I have personally found that the length of time spent behind disappointment stained windows will directly impact the ability to continue “perceiving as real fact what is not revealed to the senses”.  In other words, the longer clarity is hidden from view the more difficult it is to confidently stand there and believe.

We have all found ourselves standing here, to one degree or the other, wishing we could see through to the other side.  Where do we go from here God?  We have prayed, fasted, believed, begged, pleaded, rebuked, got angry, and cried all of our tears, but what do we do now God?  Where do we go when we know there’s more to know, but yet we don’t?  Without the key ingredients of faith and trust in an ever present God, what follows is fear, anxiety, and frustration.

In times like these, it is paramount to remember [talking to myself] that we serve a good God who has His children’s best interest in mind.  He longs for us to simply trust Him with the faith of a child.  Yet in our busyness, distraction, and inability to see what is on the other side of that glass, we forget that He is always on both sides.  Jesus said in John 14:1, “DO NOT let your hearts be troubled (distressed, agitated).

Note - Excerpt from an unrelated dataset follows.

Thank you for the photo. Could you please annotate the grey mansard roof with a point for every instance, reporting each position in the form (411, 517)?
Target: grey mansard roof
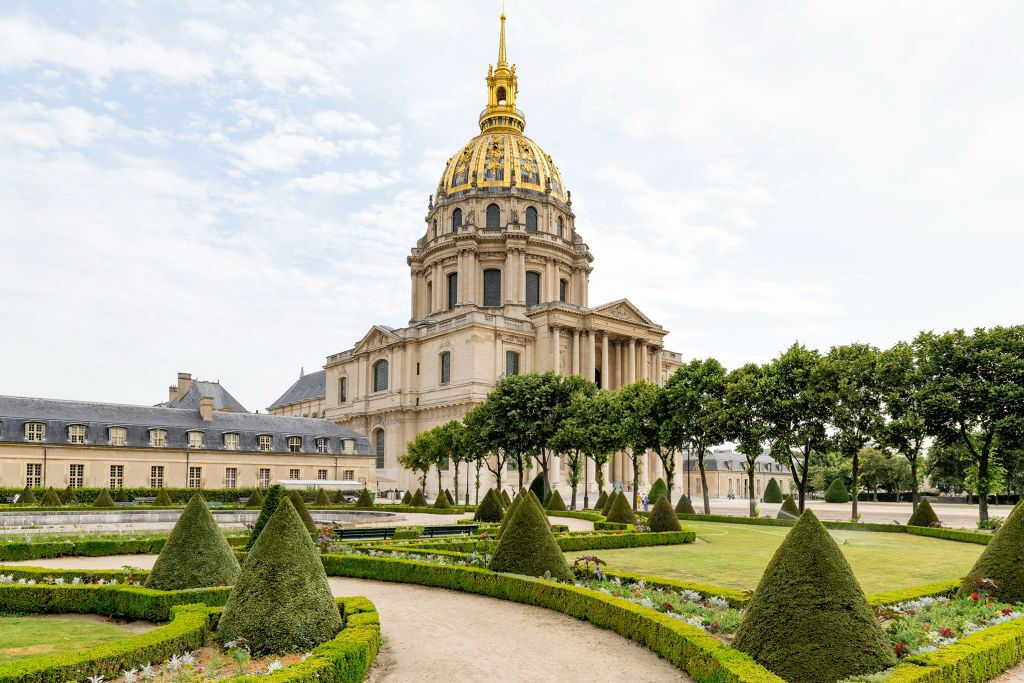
(138, 420)
(308, 386)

You believe in and adhere to and trust in and rely on God; believe in and adhere to and trust in and rely also on Me.”

Let us shake our fear, frustration, and anxiety.  Let us choose to believe [Him], adhere to [Him], trust [Him], rely [on Him].  Our steps are ordered.  Sometimes we should ignore the fear that surrounds the step and just take one, knowing our footing is as firm as the Rock of Ages.  It’s easier said than done.  Trust me.  But that is where growth happens. It is where we learn that even if the clarity of our situation is not revealed, what is clear is that God can be trusted.